Why we built it
We are all facing the new normal in the whole world. Coming from a health crisis, it is crucial that we follow the new society rules to be in closed spaces.
This means that one with a high body temperature must not enter a room in order to prevent contagions. Once inside a room, it must not be filled to its full capacity but to 30%.
We have seen that in most places there's a guard at every entrance that checks body temperature for everyone that gets in, yet they do it wrong most of the time by measuring in random places such as arms and hands instead of foreheads. Keep in mind that they are the only persons that have contact with all the visitors, if they get infected, chances are that they become a point of mass infection within visitors.
What it does
Utilizing computer vision, temperature sensors, and motors, we can track the forehead of a person that wants to get in a room, then we can keep a log of the temperature of all the visitors with our web application.
By doing a correct measurement of the temperature at the entrance of any room, we can decrease the spread of any disease (including COVID-19 and any others that might come in the future).
Having a log of all the people that go in a room, if someone of the room gets infected within a reasonable time frame, all the users that were near them can be notified so they can take action.

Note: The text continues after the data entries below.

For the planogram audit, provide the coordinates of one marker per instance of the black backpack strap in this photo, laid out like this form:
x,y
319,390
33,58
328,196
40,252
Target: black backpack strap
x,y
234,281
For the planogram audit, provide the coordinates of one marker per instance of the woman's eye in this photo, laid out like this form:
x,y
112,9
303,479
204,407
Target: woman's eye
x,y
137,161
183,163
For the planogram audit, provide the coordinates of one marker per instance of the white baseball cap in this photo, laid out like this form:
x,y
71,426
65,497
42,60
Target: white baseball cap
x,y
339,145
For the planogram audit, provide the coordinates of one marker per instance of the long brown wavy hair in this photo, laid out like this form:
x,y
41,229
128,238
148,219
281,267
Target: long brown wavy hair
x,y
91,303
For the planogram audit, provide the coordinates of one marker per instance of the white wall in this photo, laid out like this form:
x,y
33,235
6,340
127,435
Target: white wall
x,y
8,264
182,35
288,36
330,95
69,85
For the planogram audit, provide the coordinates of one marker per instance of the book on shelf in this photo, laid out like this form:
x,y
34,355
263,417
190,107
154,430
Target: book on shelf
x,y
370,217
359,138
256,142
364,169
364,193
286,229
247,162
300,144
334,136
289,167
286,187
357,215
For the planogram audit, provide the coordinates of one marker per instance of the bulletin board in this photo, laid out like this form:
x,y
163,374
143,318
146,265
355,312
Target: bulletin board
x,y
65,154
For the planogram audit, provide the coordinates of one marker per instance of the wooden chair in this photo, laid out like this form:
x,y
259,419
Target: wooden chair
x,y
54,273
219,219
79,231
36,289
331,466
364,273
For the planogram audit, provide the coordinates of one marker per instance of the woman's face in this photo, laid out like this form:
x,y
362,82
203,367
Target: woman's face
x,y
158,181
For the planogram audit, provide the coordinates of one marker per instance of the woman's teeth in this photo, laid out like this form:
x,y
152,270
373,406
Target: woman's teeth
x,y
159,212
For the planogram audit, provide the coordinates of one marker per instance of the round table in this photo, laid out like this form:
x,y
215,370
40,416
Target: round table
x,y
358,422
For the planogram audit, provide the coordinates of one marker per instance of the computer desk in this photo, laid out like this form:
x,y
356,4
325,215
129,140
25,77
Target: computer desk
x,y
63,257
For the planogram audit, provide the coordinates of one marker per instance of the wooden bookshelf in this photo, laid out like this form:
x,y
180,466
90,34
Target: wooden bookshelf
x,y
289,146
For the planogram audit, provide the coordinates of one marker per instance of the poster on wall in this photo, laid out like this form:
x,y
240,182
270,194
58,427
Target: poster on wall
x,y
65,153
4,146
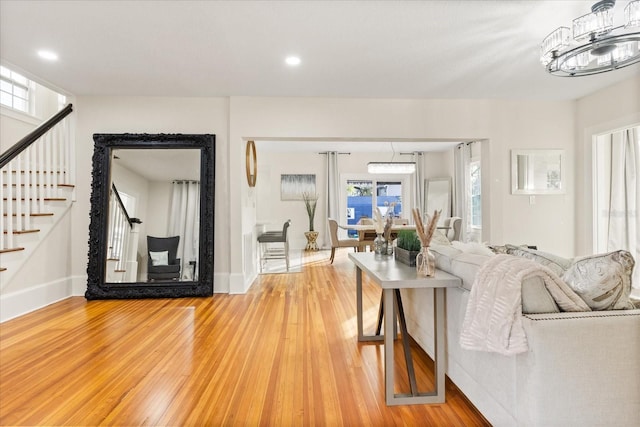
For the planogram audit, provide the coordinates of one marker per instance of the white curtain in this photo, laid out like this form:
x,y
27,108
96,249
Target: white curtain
x,y
462,156
623,222
419,184
333,192
184,221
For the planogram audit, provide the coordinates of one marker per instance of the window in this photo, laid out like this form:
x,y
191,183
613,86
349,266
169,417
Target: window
x,y
361,198
475,195
14,90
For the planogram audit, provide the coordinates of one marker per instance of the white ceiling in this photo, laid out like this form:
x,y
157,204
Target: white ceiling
x,y
372,49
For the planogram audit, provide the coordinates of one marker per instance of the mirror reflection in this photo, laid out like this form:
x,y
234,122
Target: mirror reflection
x,y
537,171
154,216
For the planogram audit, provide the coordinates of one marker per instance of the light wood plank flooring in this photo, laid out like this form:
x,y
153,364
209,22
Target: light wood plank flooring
x,y
284,354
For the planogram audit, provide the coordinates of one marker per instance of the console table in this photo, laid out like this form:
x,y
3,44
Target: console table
x,y
392,276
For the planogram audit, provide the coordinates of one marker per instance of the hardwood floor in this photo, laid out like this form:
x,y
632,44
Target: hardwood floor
x,y
284,354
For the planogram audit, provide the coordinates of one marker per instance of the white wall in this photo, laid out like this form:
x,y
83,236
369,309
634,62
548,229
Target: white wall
x,y
505,124
150,115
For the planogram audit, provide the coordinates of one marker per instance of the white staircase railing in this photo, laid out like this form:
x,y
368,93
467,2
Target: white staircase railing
x,y
32,172
122,263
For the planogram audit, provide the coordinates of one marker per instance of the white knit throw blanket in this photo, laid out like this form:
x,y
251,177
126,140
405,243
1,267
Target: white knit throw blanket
x,y
493,320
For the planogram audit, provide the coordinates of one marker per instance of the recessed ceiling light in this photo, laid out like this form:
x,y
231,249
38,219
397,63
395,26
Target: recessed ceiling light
x,y
48,55
292,61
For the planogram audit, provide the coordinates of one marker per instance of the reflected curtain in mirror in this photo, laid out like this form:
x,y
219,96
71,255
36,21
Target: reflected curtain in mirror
x,y
184,221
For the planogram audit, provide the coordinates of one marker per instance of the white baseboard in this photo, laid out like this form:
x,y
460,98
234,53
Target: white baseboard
x,y
25,301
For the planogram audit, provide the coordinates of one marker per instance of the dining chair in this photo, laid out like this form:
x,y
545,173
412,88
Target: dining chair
x,y
267,249
342,243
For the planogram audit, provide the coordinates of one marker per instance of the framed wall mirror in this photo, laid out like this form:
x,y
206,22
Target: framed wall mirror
x,y
151,229
537,172
438,196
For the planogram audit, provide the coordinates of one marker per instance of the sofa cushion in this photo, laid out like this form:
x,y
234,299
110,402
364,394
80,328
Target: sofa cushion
x,y
444,254
536,298
466,265
556,263
603,281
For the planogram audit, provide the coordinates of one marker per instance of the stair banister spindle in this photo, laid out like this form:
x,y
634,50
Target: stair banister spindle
x,y
2,210
27,189
61,164
49,163
9,204
18,193
55,166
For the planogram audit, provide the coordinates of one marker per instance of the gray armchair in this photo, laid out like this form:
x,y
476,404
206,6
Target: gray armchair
x,y
162,262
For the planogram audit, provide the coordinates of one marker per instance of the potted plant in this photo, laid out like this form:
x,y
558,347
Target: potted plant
x,y
310,202
408,247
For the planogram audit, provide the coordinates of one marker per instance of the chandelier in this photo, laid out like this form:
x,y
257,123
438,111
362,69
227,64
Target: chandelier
x,y
597,44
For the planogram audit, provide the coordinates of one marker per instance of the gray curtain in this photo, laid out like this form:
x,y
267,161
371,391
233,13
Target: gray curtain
x,y
333,192
418,186
184,221
462,156
623,222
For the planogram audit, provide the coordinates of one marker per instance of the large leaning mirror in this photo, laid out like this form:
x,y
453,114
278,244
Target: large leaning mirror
x,y
151,230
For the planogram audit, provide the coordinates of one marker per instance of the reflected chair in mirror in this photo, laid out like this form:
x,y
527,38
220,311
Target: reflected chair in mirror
x,y
452,227
342,243
162,262
274,245
367,236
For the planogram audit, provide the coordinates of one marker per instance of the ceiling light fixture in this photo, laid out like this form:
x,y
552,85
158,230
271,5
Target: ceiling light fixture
x,y
292,61
48,55
391,167
597,45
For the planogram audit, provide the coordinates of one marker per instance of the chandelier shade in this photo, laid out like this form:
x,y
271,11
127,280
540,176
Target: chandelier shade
x,y
391,167
594,44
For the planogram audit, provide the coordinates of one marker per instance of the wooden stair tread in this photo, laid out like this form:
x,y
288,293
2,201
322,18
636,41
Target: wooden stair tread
x,y
35,230
2,251
32,214
46,199
13,172
42,185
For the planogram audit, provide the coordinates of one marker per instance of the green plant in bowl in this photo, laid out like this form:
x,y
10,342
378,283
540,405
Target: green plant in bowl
x,y
408,240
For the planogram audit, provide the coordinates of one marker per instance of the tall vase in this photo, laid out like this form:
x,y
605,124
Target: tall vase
x,y
380,245
426,263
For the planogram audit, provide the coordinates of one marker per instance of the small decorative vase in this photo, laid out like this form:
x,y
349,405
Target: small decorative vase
x,y
389,247
312,237
426,263
379,245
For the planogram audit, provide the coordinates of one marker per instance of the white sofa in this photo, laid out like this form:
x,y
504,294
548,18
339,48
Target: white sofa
x,y
581,369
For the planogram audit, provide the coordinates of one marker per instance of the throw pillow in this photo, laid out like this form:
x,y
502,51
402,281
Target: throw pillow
x,y
556,263
439,238
159,258
603,281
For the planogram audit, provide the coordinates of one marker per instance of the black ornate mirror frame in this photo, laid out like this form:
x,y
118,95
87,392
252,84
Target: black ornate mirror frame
x,y
97,288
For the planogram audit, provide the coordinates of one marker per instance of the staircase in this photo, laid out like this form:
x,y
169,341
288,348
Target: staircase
x,y
36,189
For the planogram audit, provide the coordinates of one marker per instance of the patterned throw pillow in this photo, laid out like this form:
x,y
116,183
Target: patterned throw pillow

With this temperature log, we can further analyze the behavior of people in the new normal, which remains unexplored since it's very new. This information will be of high value to businesses and group administrators.
How we built it
Firmware Built on OpenCV over Python, developed on Ubuntu 16.04 Haarcascade training for facial recognition and QR readings.
Hardware - Built with a microcontroller that establishes a serial connection to any HTTP capable device with a camera in order to track a person's forehead and measure their temperature. The temperature and id are then posted to a mongo database.
Web App - We created an Express App in Node.js for the back-end of the web app. In Express we defined the routes that we used for the web pages as well as the routes for the API that the hardware uses to communicate with the database. User authentification is done with Passport.js. The design was done with React.
API and Database We created a RESTful API for the data stored in the Mongo database. From this API, read and write operations can be performed from arbitrary devices such as a camera or any other HTTP capable device.
Challenges we ran into
OpenCV can be hard to install on Windows, we solved this problem migrating the firmware to Ubuntu. We had several problems with UI because we aren't experts in this area, but this led us to learn about the principles and concepts of UX/UI. Sleep. We haven't solved this problem yet.
Accomplishments that we're proud of
Getting opencv to read qr codes and recognize faces all at the same time was not an easy task, yet we solved it and we are proud of it.
The mathematical model for the motor movement. We developed a mathematical model to control the motors to accomplish the forehead tracking with the data obtained from the webcam. We think this is pretty cool.
What we learned
We learned about the process of converting a simple design or sketch into code in a way that can reflect the usability that we were aiming for. We learned that having knowledge in multiple OS's is important to solve many problems.
What's next for TempLogger
Implement our first prototype in a real room to start refining the process of capturing real data. Implement a room camera to be sure that people are following social distancing rules, specifically the 1.5 meters rule. Analyze the data once we get a substantial amount, a deep learning algorithm might be implemented to alert administrators when there's a potential risk within their groups.